Post by EloiseWeenie on May 20, 2014 20:49:17 GMT -5
The Australian jellyfish are terrifying.
Getting stung sucks, but I used to love playing with washed up jellyfish in September. The tentacles were gone, and my friends and I would put them in our bathing suit tops, and pretend we had implants.
Post by PinkSquirrel on May 20, 2014 23:10:38 GMT -5
This is horrifying.
I got stung by a jellyfish years ago in Costa Rica. Apparently, the random guy helping to translate also doesn't know spanish because he told me it was a plant. A year or so ago, I was talking about jellyfish with someone and it made me wonder if that's the what they mystery plant was. Sure enough, there were a bunch of people talking about jellyfish stings at the same beach and the stings were identical to what happened to me. It's better this way though. If I knew I had been stung by a jellyfish I wouldn't have gone back in the water that vacation or the next time I was there.

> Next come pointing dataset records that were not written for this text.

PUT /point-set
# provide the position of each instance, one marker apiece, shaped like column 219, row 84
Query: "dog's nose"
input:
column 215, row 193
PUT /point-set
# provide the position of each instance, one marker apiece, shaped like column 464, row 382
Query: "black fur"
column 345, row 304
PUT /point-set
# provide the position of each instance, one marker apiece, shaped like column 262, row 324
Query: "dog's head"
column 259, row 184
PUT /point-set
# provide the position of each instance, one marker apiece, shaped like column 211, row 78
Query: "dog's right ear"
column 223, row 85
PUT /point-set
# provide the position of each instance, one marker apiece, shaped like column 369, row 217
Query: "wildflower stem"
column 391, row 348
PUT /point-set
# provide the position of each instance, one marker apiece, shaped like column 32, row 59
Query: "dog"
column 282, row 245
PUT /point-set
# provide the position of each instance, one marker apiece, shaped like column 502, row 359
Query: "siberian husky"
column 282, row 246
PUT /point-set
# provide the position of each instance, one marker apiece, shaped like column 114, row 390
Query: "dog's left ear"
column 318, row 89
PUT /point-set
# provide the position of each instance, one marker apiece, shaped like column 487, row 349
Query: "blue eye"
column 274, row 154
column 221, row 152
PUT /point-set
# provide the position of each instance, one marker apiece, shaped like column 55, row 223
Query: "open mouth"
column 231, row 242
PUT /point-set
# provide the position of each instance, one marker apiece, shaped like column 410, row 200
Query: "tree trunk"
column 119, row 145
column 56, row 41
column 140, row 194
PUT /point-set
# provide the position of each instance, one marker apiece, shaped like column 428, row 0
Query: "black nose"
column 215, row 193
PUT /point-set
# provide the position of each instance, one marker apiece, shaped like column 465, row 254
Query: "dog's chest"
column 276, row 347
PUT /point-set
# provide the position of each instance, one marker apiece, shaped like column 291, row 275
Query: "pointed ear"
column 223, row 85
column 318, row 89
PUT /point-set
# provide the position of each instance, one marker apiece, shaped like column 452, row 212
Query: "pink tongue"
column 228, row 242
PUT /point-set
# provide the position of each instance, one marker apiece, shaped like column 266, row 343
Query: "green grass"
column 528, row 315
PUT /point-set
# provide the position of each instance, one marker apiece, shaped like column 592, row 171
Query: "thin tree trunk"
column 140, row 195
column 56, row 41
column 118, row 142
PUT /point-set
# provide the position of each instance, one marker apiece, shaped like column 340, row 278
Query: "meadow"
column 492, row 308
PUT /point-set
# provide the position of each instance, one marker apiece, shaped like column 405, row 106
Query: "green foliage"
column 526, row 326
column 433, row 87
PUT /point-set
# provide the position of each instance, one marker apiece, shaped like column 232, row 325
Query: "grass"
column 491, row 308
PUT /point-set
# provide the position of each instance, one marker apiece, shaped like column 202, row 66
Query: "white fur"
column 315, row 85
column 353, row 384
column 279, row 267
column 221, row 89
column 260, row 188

Post by phunluvin82 on May 20, 2014 23:36:53 GMT -5
Oddly, I distinctly recall reading about the box jellyfish in a Reader's Digest article about 20 or so years ago. It was a true story of a boy that had died before anyone could even get him back to the shore. It just blew my mind...that you could be here and perfectly healthy, and then gone so, so quickly. Just from this gelatinous blob that could be so far away that the tentacles could get you even though you'd never even see the thing. It was a traumatizing enough read that I have remembered it and even remembered the scientific name, Chironex fleckeri, all this time...all from some Reader's Digest I randomly picked up when I was like 11.